Non appaia incongrua la collocazione delle nuove norme in seno ad un decreto che contiene misure urgenti per la crescita del Mezzogiorno. Come ho già osservato, il sistema universitario è volano di tale crescita e quindi, se il nuovo modello di calcolo del costo standard avrà un impianto più attento ai divari territoriali, si determinerà un riparto delle risorse più coerente con i fabbisogni dei singoli atenei, a partire da quelli meridionali.

Le modifiche apportate al modello di calcolo dall'articolo 12 del decreto-legge sono rilevanti: alcune erano già presenti nel testo originario del decreto, altre sono frutto di emendamenti approvati durante l'esame del Senato, grazie anche ad un'approfondita analisi tecnica e politica approntata dalla Commissione Cultura di quel ramo del Parlamento.

Diamo ora uno sguardo sintetico ma dettagliato alle nuove norme.

Già il testo del decreto originario interveniva significativamente sul meccanismo perequativo ed è rimasto sostanzialmente invariato. Per tenere in maggior conto i differenti contesti economici e territoriali in cui gli atenei si trovano ad operare, è stato stabilito che il peso dell'addendo perequativo potrà arrivare fino al 10% del costo standard medio nazionale, prendendo a riferimento la diversa capacità contributiva degli studenti tramite il reddito medio familiare del territorio di pertinenza dell'ateneo, di norma quello regionale.
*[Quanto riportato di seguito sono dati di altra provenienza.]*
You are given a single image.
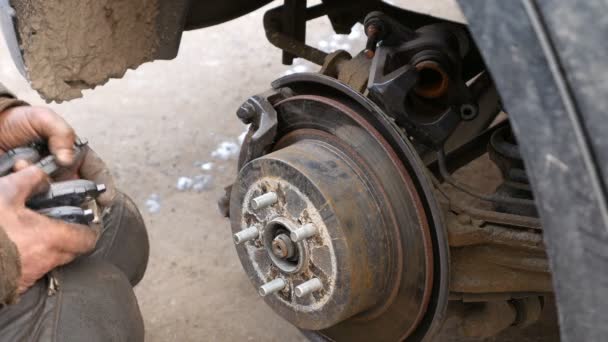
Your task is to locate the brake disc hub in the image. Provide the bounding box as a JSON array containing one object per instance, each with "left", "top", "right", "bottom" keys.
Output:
[{"left": 230, "top": 91, "right": 444, "bottom": 340}]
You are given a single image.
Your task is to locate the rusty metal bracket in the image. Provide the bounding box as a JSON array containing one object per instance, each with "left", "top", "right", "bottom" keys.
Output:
[{"left": 236, "top": 90, "right": 282, "bottom": 170}]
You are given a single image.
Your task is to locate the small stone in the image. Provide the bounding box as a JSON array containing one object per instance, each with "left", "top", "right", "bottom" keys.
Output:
[{"left": 175, "top": 176, "right": 193, "bottom": 191}]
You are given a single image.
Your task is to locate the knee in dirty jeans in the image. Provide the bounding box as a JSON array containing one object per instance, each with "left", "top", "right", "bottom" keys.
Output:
[{"left": 0, "top": 194, "right": 149, "bottom": 342}]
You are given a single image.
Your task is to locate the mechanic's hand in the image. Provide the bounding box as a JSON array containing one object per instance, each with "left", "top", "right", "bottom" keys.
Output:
[
  {"left": 0, "top": 106, "right": 76, "bottom": 166},
  {"left": 0, "top": 165, "right": 97, "bottom": 293}
]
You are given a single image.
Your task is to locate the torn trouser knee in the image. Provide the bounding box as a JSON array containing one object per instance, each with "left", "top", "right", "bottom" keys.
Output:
[{"left": 0, "top": 258, "right": 144, "bottom": 342}]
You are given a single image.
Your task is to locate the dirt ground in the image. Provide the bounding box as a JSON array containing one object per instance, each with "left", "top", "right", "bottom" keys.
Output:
[{"left": 0, "top": 0, "right": 560, "bottom": 341}]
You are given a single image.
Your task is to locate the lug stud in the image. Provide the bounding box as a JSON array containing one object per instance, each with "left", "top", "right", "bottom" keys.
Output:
[
  {"left": 251, "top": 192, "right": 279, "bottom": 210},
  {"left": 294, "top": 278, "right": 323, "bottom": 298},
  {"left": 289, "top": 223, "right": 317, "bottom": 242},
  {"left": 232, "top": 227, "right": 260, "bottom": 245},
  {"left": 259, "top": 278, "right": 287, "bottom": 297}
]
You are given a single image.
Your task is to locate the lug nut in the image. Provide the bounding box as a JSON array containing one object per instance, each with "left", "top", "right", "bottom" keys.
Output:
[
  {"left": 259, "top": 278, "right": 287, "bottom": 297},
  {"left": 251, "top": 192, "right": 279, "bottom": 210},
  {"left": 295, "top": 278, "right": 323, "bottom": 298},
  {"left": 232, "top": 227, "right": 260, "bottom": 245},
  {"left": 290, "top": 223, "right": 317, "bottom": 242}
]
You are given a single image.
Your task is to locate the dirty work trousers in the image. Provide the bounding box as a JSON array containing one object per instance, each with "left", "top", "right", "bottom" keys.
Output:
[{"left": 0, "top": 194, "right": 149, "bottom": 342}]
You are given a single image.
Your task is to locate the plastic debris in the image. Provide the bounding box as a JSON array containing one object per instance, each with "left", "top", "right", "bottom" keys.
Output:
[
  {"left": 211, "top": 141, "right": 240, "bottom": 160},
  {"left": 293, "top": 65, "right": 308, "bottom": 72},
  {"left": 201, "top": 162, "right": 213, "bottom": 171},
  {"left": 192, "top": 175, "right": 213, "bottom": 192},
  {"left": 175, "top": 177, "right": 193, "bottom": 191},
  {"left": 144, "top": 194, "right": 161, "bottom": 214}
]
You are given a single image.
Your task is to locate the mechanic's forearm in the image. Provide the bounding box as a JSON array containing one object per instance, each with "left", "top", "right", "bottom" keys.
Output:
[
  {"left": 0, "top": 227, "right": 21, "bottom": 307},
  {"left": 0, "top": 83, "right": 27, "bottom": 113}
]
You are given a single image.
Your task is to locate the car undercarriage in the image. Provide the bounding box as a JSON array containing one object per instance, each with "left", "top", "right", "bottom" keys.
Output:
[
  {"left": 0, "top": 0, "right": 608, "bottom": 341},
  {"left": 215, "top": 1, "right": 553, "bottom": 341}
]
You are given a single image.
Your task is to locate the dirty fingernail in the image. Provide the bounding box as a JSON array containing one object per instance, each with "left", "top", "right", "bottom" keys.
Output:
[{"left": 57, "top": 148, "right": 74, "bottom": 165}]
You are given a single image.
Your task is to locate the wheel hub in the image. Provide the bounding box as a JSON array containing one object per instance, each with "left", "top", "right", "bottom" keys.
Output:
[{"left": 230, "top": 96, "right": 444, "bottom": 340}]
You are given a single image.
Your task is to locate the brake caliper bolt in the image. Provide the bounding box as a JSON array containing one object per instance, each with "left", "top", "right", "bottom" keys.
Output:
[
  {"left": 259, "top": 278, "right": 287, "bottom": 297},
  {"left": 295, "top": 278, "right": 323, "bottom": 298},
  {"left": 232, "top": 227, "right": 260, "bottom": 245},
  {"left": 290, "top": 223, "right": 317, "bottom": 242},
  {"left": 251, "top": 192, "right": 279, "bottom": 210}
]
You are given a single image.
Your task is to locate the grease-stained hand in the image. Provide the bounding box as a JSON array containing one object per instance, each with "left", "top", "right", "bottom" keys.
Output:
[
  {"left": 0, "top": 162, "right": 98, "bottom": 293},
  {"left": 0, "top": 106, "right": 76, "bottom": 166}
]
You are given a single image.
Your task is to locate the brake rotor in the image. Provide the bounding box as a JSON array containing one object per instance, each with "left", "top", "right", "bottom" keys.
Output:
[{"left": 230, "top": 95, "right": 444, "bottom": 341}]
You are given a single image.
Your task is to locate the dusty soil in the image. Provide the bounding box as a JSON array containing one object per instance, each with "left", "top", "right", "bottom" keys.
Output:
[{"left": 0, "top": 0, "right": 560, "bottom": 342}]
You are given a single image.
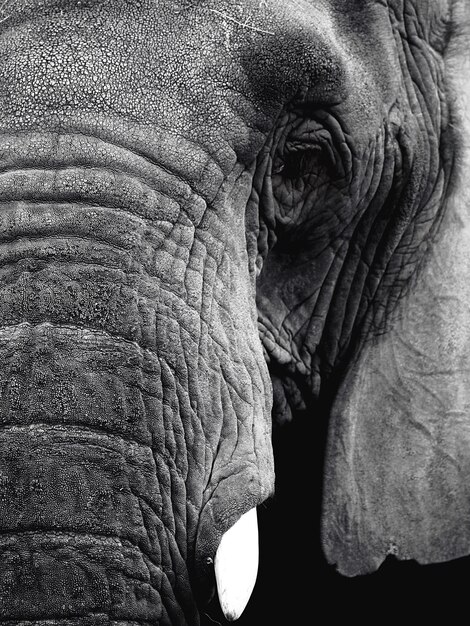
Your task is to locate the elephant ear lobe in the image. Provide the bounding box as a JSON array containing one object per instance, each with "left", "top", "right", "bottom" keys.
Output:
[{"left": 322, "top": 124, "right": 470, "bottom": 576}]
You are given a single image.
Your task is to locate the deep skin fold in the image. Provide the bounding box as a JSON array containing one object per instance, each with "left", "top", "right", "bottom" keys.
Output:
[{"left": 0, "top": 0, "right": 462, "bottom": 624}]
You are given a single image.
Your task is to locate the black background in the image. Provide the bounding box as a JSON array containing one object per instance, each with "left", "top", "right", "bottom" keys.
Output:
[{"left": 203, "top": 414, "right": 470, "bottom": 626}]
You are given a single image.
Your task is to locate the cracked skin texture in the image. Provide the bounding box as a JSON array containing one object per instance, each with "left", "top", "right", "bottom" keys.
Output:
[{"left": 0, "top": 0, "right": 470, "bottom": 626}]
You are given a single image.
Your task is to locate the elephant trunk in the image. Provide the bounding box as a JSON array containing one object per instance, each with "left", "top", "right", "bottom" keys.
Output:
[
  {"left": 0, "top": 132, "right": 272, "bottom": 625},
  {"left": 0, "top": 133, "right": 204, "bottom": 624}
]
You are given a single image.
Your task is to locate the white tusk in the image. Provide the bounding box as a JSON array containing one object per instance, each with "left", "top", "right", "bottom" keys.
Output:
[{"left": 214, "top": 508, "right": 259, "bottom": 622}]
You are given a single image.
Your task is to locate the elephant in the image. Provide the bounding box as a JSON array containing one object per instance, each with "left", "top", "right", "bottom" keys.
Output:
[{"left": 0, "top": 0, "right": 470, "bottom": 626}]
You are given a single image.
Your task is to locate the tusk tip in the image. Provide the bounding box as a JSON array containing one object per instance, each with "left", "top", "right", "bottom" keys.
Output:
[{"left": 214, "top": 508, "right": 259, "bottom": 622}]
Inoltre è stato introdotto un ulteriore importo di natura perequativa, sempre fino ad un massimo del 10% del costo standard medio nazionale, che prenderà a riferimento la diversa accessibilità ad ogni università in relazione alla rete dei trasporti e dei collegamenti.

Hanno certamente fondamento i rilievi mossi da chi sostiene che sarebbe stato preferibile correlare gli importi di natura perequativa a parametri interni al sistema universitario e non a condizioni esterne, come il reddito familiare o le infrastrutture. Ma adesso è urgente e necessario, già per la ripartizione del fondo di finanziamento ordinario del 2017, determinare forme di riequilibrio degli svantaggi territoriali. Peraltro nulla impedisce che, in futuro, si possa mettere mano e testa ad una diversa e migliore soluzione di questi problemi.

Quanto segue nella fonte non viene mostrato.